A IRONIA FICA-LHE MAL
Novembro 29, 2012
J.J. Faria Santos
O tom foi o do costume: solene, monocórdico, insípido, rígido. O conteúdo afastou-se, surpreendentemente é certo, da catilinária de pitonisa (eu tinha alertado…eu já tinha previsto, no meu discurso de x usei a expressão y para alertar para..., etc). Também não se vislumbrou sombra dos banais apelos ao fim “das querelas inúteis” ou pouco subtis alusões à suprema discrição da sua “magistratura de influência”. Desta vez, Cavaco Silva, na entrega dos prémios Gazeta, quis casar o humor com a ironia e inaugurar a stand-up presidency. Para a coisa resultar, faltou-lhe leveza, desprendimento, sentido lúdico. Pior ainda: o texto pareceu um ajuste de contas com os que criticaram os seus silêncios ou a sua aparente inacção. A retaliação é um péssimo pretexto para o humor.
O ponto da situação é este: quando se cinge ao seu registo habitual, Cavaco é opaco e insuficiente; quando pretende inovar, torna-se artificial e desajustado.

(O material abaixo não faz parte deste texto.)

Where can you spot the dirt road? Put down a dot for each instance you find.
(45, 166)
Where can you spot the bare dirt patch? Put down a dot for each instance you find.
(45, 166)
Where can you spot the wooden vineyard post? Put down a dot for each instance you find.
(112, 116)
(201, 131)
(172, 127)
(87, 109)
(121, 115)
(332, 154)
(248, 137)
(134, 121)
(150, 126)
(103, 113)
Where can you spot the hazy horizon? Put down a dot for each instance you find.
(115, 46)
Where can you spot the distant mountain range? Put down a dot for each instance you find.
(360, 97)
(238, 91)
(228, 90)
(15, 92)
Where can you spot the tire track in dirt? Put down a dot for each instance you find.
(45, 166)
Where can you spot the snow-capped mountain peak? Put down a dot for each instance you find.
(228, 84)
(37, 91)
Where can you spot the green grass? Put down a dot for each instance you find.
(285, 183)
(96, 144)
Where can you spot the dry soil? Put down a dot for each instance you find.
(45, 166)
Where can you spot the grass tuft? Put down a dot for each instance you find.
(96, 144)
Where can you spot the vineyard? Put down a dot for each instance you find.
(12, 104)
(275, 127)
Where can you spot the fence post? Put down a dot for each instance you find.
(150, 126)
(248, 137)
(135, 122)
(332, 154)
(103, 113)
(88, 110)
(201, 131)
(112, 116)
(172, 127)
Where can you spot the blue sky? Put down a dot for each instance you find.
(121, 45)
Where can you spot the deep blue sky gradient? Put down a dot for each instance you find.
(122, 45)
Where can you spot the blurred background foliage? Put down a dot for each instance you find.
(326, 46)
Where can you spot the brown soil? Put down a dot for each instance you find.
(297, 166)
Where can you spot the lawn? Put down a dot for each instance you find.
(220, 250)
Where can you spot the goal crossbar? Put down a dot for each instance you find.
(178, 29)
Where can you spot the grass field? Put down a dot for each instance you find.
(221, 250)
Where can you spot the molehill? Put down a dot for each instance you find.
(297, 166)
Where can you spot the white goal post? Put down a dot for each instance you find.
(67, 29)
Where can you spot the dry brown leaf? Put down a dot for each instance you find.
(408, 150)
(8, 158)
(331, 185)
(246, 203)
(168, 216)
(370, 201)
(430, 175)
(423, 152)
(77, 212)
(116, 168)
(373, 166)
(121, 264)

Enclausurado no seu palácio, rodeado de cortesãos aduladores, manietado pelas suas certezas, espicaçado pelos seus ressentimentos, condicionado pelo seu cadastro político, caminha, ao que parece inexoravelmente, para a irrelevância e para a inutilidade. Um presidente que vê em cada opinião um agravo inadmissível, em cada discordância uma afronta e em cada apelo uma pressão ilegítima só pode esperar, creio eu (sem ponta de ironia), um recorde de dislikes no mundo virtual e na vida real.